Despite my deep love for writing, this is the first blog I’ve ever had. Well, I did have a LiveJournal for a couple of years, but no one was ever supposed to read that and when they did, it nearly killed me.
That’s a story for another time, though.
What I want to write about in this first post is about how daunting a task it is to start a blog. Do I pay for a domain name, or do I get a free one? If I pay for a domain name, should I pay for the theme to make it stand out? How do I make it stand out? Will it be successful? Will people read it?
Will people read it?
As a writer, that’s the number one question forever present in my mind. I think, or like to believe, that all writers and poets and artists and musicians and creators wonder the same thing, respective to their crafts. Not only does it provide a sense of community, it also makes me feel more normal; like it’s just a thing I’m going through and if one goes through something, that implies the thing has an end. And who doesn’t want their insecurities, fears and anxieties to end?

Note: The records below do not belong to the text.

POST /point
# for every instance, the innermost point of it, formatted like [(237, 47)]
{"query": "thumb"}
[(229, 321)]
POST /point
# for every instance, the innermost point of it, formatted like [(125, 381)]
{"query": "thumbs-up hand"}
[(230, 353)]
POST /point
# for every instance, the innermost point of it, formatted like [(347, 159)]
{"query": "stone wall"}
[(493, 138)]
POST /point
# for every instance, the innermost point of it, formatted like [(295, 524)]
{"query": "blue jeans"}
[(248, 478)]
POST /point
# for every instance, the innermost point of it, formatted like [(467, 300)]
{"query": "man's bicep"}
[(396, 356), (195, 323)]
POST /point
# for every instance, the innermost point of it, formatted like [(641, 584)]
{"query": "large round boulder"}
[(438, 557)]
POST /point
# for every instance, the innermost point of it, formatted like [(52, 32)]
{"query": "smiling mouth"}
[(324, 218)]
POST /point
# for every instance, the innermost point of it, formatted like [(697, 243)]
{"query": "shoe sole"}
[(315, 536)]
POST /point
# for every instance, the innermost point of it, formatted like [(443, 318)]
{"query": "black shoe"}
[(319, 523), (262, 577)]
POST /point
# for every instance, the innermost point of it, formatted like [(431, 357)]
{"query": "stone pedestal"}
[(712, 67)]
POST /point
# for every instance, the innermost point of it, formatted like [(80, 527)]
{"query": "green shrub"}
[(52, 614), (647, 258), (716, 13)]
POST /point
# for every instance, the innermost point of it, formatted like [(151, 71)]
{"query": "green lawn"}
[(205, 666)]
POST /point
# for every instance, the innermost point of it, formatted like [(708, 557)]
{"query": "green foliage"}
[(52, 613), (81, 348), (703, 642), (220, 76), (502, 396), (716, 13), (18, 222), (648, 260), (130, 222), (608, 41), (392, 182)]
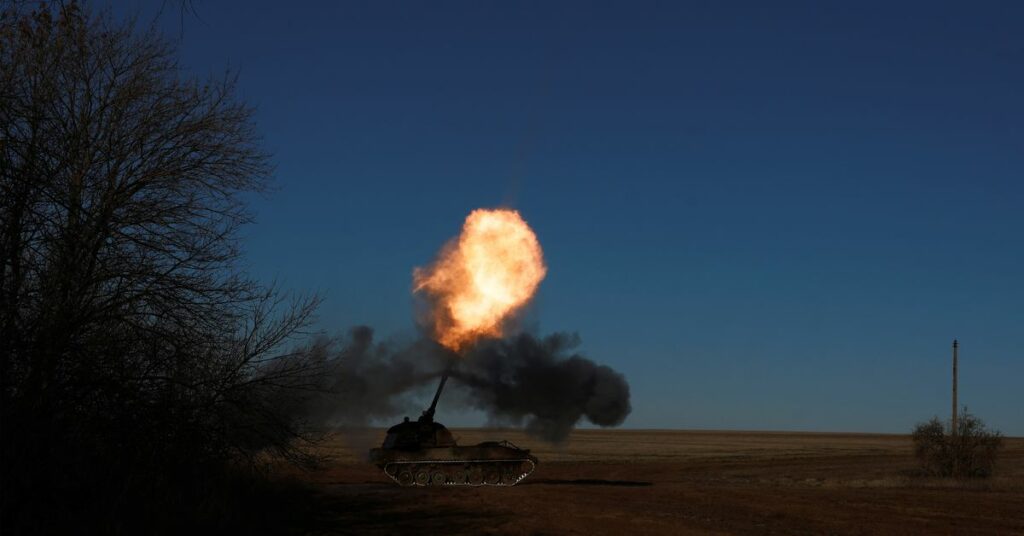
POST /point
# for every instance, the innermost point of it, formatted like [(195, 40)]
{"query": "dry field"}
[(668, 482)]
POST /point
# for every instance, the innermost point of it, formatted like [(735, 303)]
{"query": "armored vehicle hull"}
[(488, 463), (424, 453)]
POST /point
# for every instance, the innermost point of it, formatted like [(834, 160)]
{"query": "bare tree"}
[(126, 328)]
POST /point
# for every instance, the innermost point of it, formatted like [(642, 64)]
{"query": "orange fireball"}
[(481, 278)]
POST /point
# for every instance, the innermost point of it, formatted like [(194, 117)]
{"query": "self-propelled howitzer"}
[(424, 453)]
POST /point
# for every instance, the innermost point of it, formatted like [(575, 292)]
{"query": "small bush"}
[(971, 452)]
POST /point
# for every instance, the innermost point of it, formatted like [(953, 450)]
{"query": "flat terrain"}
[(669, 482)]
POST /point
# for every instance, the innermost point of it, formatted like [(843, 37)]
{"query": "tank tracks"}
[(460, 472)]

I thought they might end last Friday, when Martin Sisters Publishing offered a contract to publish my debut novel, Her Beautiful Monster (hence the title of the blog). I wrote it during my sophomore, junior and senior year of college when I was slightly more optimistic and tragically lonely. I listened to music by Amanda Palmer, had a crazy dream and boom! I had an idea for a novel.

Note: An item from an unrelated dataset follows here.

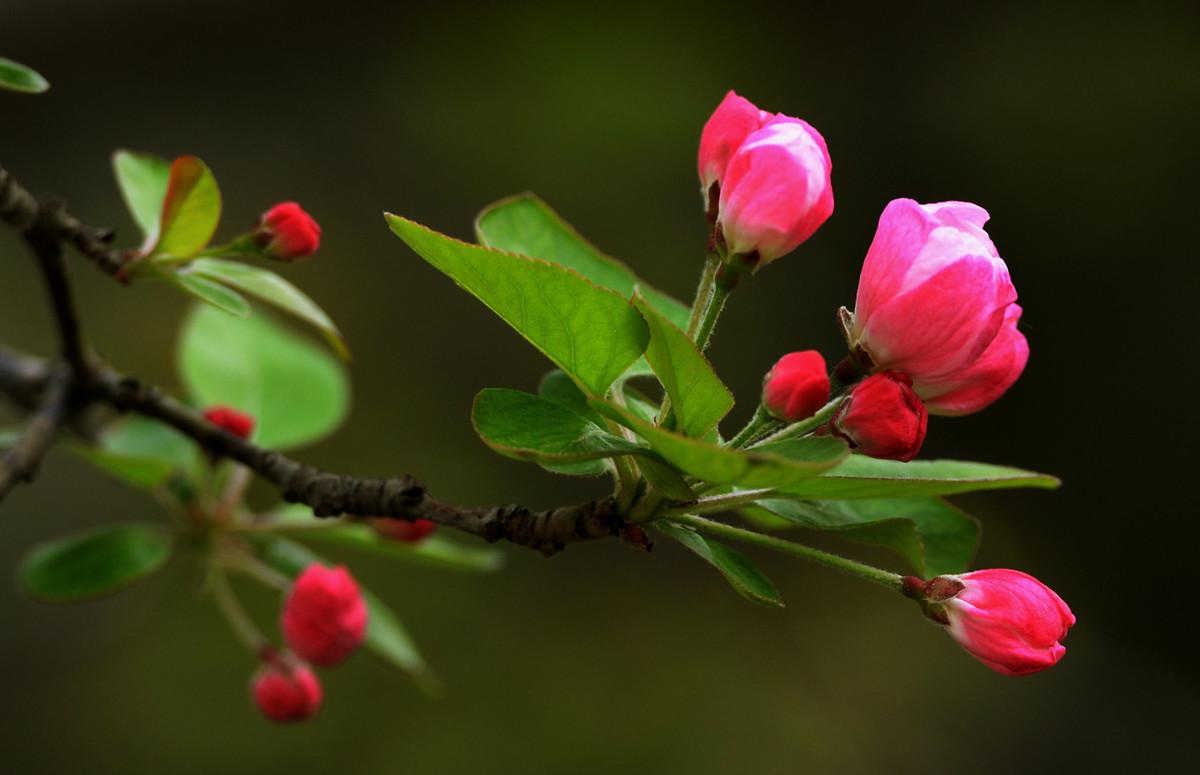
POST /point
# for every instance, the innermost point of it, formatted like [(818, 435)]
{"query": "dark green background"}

I’d been writing since time out of mind, but had yet to complete a longer project. I had written poems and short stories which were well-received (as expected) by family members. My elementary school teachers really liked my poems and encouraged me to continue writing. In middle school, I went through something of a dark and childish period and often cringe when I pull these relics of writings from the dark, deep drawers I’ve banished them to. High school was different, just like everyone had always promised; I took a creative writing class and hit my stride. My teacher raved about my short story “Cover Me,” and it was published in the school’s literary magazine. I was as proud as could be, and tried to be humble about it. It was an awkward line to navigate, and it all ended up going to hell when one of the Spanish teachers pulled me out of lunch to sign her copy of the magazine.
I had a taste of the dream, and instantly developed an insatiable appetite for more.
That’s not to say I’m totally allowing my imagination to run away with me. I have a vague understanding that this publishing could lead to nothing, that my novel might not be well-received and I could be resigned to a life of obscurity.
But maybe I’m on the edge of becoming something great. I’m obviously praying for the latter, and would love nothing more than to have others join me, whether they be friends, fans, aspiring authors, fellow artists; anything goes.